Photo of Tony Taylor with deer staff

Tony Taylor

From the President

I recently received a question regarding Keltrian beliefs, in particular our stated belief: “We believe that all life is sacred and should neither be harmed nor taken without deliberation or regard.” The questioner wondered if members practice vegetarianism/veganism.

We often receive this question, so this is an opportunity to remind everyone that interpretation of this belief is really up to you.  It identifies the basis for your individual practice and it isn’t something that the Henge dictates as dogma.

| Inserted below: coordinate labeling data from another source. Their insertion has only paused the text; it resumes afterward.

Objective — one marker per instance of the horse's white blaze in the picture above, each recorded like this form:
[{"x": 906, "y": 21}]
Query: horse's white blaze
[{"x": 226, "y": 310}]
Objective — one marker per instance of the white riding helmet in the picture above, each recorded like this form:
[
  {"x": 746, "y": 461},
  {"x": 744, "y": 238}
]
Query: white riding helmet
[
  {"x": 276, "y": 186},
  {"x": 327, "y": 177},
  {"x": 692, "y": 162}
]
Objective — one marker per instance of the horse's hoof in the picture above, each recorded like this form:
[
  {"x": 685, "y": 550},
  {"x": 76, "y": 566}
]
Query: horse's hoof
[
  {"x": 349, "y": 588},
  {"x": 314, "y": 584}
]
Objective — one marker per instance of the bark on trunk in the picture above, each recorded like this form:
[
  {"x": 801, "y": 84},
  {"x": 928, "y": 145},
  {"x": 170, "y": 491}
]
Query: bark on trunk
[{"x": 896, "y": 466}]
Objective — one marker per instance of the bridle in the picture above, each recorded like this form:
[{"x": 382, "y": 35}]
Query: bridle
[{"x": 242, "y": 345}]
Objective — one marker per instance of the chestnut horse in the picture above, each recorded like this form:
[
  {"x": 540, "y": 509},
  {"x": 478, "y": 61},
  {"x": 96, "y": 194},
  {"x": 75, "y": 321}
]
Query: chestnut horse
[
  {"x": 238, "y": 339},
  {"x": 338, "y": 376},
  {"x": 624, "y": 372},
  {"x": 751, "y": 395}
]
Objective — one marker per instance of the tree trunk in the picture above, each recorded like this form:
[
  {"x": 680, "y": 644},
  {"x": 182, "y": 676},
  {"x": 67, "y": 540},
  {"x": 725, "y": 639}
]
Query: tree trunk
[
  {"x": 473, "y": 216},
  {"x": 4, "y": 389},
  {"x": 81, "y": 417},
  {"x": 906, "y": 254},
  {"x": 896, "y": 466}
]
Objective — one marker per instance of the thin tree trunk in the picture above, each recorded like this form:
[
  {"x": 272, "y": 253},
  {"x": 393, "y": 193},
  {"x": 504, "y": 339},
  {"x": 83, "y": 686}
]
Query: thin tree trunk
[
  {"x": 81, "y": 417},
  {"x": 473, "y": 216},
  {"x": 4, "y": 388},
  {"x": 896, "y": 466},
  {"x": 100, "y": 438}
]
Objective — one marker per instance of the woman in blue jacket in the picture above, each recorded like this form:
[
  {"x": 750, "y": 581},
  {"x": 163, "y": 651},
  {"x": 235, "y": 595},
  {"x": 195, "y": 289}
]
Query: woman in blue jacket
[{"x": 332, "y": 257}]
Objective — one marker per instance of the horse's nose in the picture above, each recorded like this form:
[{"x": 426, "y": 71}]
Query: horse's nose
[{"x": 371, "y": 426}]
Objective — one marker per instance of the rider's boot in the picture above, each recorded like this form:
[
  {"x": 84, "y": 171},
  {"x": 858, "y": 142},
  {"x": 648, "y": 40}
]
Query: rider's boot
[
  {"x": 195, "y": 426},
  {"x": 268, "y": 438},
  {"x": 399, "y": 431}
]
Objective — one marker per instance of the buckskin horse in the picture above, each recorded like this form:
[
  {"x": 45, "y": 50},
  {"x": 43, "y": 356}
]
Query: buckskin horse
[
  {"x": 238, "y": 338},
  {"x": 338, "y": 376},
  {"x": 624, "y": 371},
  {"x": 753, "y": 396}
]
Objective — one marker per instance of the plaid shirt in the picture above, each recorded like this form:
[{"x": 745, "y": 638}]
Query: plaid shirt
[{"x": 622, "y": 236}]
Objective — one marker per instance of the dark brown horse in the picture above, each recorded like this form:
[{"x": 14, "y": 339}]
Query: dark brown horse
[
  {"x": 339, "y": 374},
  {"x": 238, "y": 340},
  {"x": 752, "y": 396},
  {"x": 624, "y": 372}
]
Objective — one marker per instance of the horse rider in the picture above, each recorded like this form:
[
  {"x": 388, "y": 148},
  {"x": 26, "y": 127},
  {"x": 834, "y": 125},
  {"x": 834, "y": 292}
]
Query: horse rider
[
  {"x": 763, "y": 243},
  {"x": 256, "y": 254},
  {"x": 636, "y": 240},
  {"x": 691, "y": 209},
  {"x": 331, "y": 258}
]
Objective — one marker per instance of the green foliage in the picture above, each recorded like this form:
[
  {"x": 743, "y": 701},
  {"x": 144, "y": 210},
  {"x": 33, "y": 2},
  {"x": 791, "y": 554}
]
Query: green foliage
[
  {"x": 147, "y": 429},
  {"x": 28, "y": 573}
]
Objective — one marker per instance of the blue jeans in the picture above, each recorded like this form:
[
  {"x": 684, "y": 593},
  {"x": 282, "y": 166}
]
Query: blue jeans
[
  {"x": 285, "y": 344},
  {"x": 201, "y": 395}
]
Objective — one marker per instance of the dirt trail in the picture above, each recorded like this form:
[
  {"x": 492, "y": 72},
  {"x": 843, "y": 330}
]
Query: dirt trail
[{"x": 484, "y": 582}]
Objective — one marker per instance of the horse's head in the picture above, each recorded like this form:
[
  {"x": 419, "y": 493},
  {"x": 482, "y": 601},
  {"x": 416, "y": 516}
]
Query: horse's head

Certainly, there are members who choose the vegetarian or vegan path. It is their own decision, which may be strengthened by their interpretation of this belief.  We, as the Henge, respect that interpretation and do our best to include a vegetarian option at gatherings sponsored by the Henge. However, the vast majority of Keltrian Druids are omnivore.

To me, the spirit of this belief reminds us that shooting an animal to eat may be a necessity to provide meat for a family. However, it must be taken with regard for the animal. On the other hand, shooting rabbits for “fun” from the back of a pickup is not honorable.  Likewise, I won’t squash a bug just because it was in the house; rather I  capture it, move it to the outside, and release it.  If there is a chance that I will be stung and go into anaphylactic shock, I may reconsider that plan. The point is that my actions are based upon regard.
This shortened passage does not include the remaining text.